For our kids, living in a gay frum household and having gay parents is normal. That’s all they know. It’s all they remember. They do know not everyone is gay, and they know there are places where not everyone approves of gay families. This past summer, we passed a house that had a pride flag up. My daughter asked, “If there is a pride flag out for everyone to see, why don’t we do that?” She’s a smart little kid. I said, “That’s an excellent question,” and then we put our flag out for the month of June.
I think that for a lot of Jews, the idea of a queer frum family is completely abstract until they meet real people, and when they see us, they have a concrete example. We are a stable, normal, warm, loving family. We help with the babysitting at shul, and we bring crowds of people home for shabbos lunch. It becomes a lot harder to argue that we undermine religious community and family structure once you’ve met us. I think that people become more aware of what their assumptions mean and the impact of their negative stereotypes when they see us every day.
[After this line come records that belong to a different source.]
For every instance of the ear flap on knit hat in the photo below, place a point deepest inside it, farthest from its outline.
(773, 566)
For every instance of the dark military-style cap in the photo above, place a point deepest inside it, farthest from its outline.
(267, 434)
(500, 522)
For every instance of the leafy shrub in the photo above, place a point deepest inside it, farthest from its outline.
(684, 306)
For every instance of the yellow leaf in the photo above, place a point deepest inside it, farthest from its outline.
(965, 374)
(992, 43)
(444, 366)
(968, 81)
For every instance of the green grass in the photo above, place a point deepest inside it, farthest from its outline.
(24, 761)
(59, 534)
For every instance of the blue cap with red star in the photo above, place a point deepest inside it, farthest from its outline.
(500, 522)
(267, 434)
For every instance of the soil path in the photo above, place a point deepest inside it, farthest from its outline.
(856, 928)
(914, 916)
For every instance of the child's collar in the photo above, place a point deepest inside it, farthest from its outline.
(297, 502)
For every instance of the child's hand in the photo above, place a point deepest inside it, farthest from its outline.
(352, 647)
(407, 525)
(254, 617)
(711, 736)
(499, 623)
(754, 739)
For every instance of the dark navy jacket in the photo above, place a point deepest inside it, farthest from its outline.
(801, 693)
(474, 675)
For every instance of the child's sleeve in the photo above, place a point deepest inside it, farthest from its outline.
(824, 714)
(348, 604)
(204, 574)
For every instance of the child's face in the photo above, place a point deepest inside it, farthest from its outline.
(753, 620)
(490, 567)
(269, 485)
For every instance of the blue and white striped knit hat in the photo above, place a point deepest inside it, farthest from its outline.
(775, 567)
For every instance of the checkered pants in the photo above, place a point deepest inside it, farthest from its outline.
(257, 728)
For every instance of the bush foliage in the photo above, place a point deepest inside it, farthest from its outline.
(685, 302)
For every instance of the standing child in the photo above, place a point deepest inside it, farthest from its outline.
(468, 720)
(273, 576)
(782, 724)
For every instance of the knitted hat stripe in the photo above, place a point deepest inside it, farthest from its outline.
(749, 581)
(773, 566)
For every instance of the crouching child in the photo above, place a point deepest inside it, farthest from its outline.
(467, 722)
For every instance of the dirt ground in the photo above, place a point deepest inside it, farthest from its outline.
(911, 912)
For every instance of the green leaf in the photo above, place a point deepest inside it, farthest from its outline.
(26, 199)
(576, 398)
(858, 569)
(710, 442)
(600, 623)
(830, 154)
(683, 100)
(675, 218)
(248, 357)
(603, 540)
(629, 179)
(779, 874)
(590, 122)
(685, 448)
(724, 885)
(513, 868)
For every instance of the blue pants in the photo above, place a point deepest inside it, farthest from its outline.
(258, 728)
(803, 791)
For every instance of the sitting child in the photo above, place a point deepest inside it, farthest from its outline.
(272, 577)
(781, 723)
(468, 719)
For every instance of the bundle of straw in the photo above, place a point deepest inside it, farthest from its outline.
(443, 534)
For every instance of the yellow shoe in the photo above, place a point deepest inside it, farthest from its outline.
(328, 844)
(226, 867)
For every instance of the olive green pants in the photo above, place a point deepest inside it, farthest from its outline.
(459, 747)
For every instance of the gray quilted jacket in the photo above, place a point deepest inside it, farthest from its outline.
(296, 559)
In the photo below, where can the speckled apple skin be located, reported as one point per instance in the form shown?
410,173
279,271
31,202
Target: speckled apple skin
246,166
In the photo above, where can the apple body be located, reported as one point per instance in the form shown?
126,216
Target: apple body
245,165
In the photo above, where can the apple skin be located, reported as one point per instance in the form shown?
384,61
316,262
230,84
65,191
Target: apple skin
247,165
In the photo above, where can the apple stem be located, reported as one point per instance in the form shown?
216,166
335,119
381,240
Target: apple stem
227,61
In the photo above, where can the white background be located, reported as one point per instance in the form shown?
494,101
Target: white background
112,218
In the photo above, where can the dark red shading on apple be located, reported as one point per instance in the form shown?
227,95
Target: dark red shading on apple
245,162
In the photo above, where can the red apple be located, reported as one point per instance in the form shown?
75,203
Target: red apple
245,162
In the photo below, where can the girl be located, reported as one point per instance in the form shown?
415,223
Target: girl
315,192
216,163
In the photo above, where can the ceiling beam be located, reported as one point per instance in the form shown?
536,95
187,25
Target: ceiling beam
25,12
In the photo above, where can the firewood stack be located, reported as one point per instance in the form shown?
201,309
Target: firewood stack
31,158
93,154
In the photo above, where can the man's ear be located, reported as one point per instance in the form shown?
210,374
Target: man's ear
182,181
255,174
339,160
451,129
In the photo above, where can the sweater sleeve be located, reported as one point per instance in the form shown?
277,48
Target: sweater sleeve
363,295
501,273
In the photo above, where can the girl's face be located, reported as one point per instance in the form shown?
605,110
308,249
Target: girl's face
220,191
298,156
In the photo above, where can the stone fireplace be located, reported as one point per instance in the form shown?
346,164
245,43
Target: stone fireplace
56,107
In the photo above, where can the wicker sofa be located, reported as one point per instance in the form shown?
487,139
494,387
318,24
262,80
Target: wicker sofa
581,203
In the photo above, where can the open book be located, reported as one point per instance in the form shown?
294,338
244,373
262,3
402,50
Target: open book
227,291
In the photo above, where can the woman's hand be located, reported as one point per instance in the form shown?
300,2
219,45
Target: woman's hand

What is most striking to me is how completely normal our rabbi is willing to make us in his community. There has never been a moment of him asking or wondering what he is going to do with a family like ours. Even when we were new to the community and it was clear that people were taking some time to digest this new information, when it was clear my wife and I were together, the rabbi was very good about never speaking to us in a way that made us feel unusual or different or complicated for him.
If I could ask one thing of the Orthodox community, I would ask why so many of them are scared of difference. I would say, “What are you afraid of losing by encountering us?” It hasn’t been my experience that the frum world is so afraid, and yet I know there are large parts of the frum world where gay people experience the community as threatening, but it doesn’t have to be like that.